State Predicted Interference Cancellation and Equalization (SPICE)

John D. Fite, Principal Investigator

Bedford only

Problem
The demand for more data in less time via wireless links has resulted in an increasingly crowded RF spectrum. As a result, in many cases, co-channel interference, instead of noise, has become the primary factor limiting the performance of communication, navigation, and sensor systems. To achieve optimum performance, new interference cancellation methods are needed to remove the co-channel interference.

Objectives
The objective of this project is to develop and assess the performance of advanced nonlinear interference cancellation and equalization methods for next-generation communication and sensor systems.

Activities
Research areas include the development and refinement of multi-user detection (MUD) algorithms for CDMA systems. Activities include the assessment of current methods and development of new, computationally efficient MUD algorithms tailored to military environments.

Impacts
The technology being developed in this project is critical to next-generation communication, navigation, and sensor systems. These systems will not be able to achieve the needed capacity, detection sensitivity, and navigational accuracy without the performance improvement provided by the new interference cancellation algorithms.
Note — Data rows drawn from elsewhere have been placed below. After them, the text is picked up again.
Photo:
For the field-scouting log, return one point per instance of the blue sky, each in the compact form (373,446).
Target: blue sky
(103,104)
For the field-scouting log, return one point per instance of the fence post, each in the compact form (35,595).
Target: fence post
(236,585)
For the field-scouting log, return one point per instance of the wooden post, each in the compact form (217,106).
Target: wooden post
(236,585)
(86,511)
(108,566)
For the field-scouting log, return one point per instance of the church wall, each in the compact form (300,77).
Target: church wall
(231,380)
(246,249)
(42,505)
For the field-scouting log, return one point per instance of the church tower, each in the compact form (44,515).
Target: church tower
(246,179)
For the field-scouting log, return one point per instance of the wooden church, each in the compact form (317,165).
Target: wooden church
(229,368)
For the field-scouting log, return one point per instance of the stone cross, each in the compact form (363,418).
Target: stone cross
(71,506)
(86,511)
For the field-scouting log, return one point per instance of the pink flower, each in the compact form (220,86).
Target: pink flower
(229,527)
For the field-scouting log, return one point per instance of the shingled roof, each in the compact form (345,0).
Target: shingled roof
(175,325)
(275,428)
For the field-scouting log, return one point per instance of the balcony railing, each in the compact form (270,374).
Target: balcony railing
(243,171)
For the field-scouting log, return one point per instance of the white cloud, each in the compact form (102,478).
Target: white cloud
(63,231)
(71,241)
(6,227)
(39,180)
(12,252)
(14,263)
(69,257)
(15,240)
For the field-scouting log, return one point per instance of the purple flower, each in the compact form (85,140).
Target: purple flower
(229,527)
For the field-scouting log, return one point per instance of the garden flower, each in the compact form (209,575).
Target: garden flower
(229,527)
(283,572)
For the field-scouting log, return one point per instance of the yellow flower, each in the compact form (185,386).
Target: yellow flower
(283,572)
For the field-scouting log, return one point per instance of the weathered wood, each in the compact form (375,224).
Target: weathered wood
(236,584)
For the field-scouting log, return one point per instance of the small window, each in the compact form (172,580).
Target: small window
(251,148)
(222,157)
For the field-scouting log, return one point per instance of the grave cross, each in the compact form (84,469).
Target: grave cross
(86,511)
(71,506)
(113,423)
Already, the products of this project are being integrated into customer-sponsored sensor development projects.

Vegetation Forensics

Sherry L. Olson, Principal Investigator

Washington only

Problem
Nefarious activities are often extremely difficult to detect directly with today's sensor technology, due to the clandestine and transient nature of activities as well as active denial and deception techniques employed. Indirect sensing techniques may provide the most benefit in some cases.

Objectives
Research shows that environmental pollutants, as well as oil, salt, and metals, affect plants in ways that can be measured both in the laboratory and with remote sensing. The stress to plants can be measured after single events or after long-term exposure. This research will demonstrate the application of indirect sensing of vegetation stress stemming from activities of national security interest.

Activities
We will conduct plant biology experiments on healthy and stressed vegetation to characterize the effects of stress agents on vegetation under varying conditions. We will collect laboratory and field signatures of the vegetation being studied and conduct remote sensing experiments using this ground truth data. Laboratory, field, and remote spectral data will be analyzed to determine the detection limits and the ability to distinguish between types of stresses caused by natural, nefarious, and benign activities.

Impacts
Indirect sensing of indicators, such as vegetation stress, has the potential to have a large impact on difficult problems susceptible to denial and deception. Counter-drug applications and other national security concerns where direct sensing of activities range from difficult to extremely difficult are prime candidates. Transition opportunities of this vegetation stress research will be pursued with national and military intelligence organizations.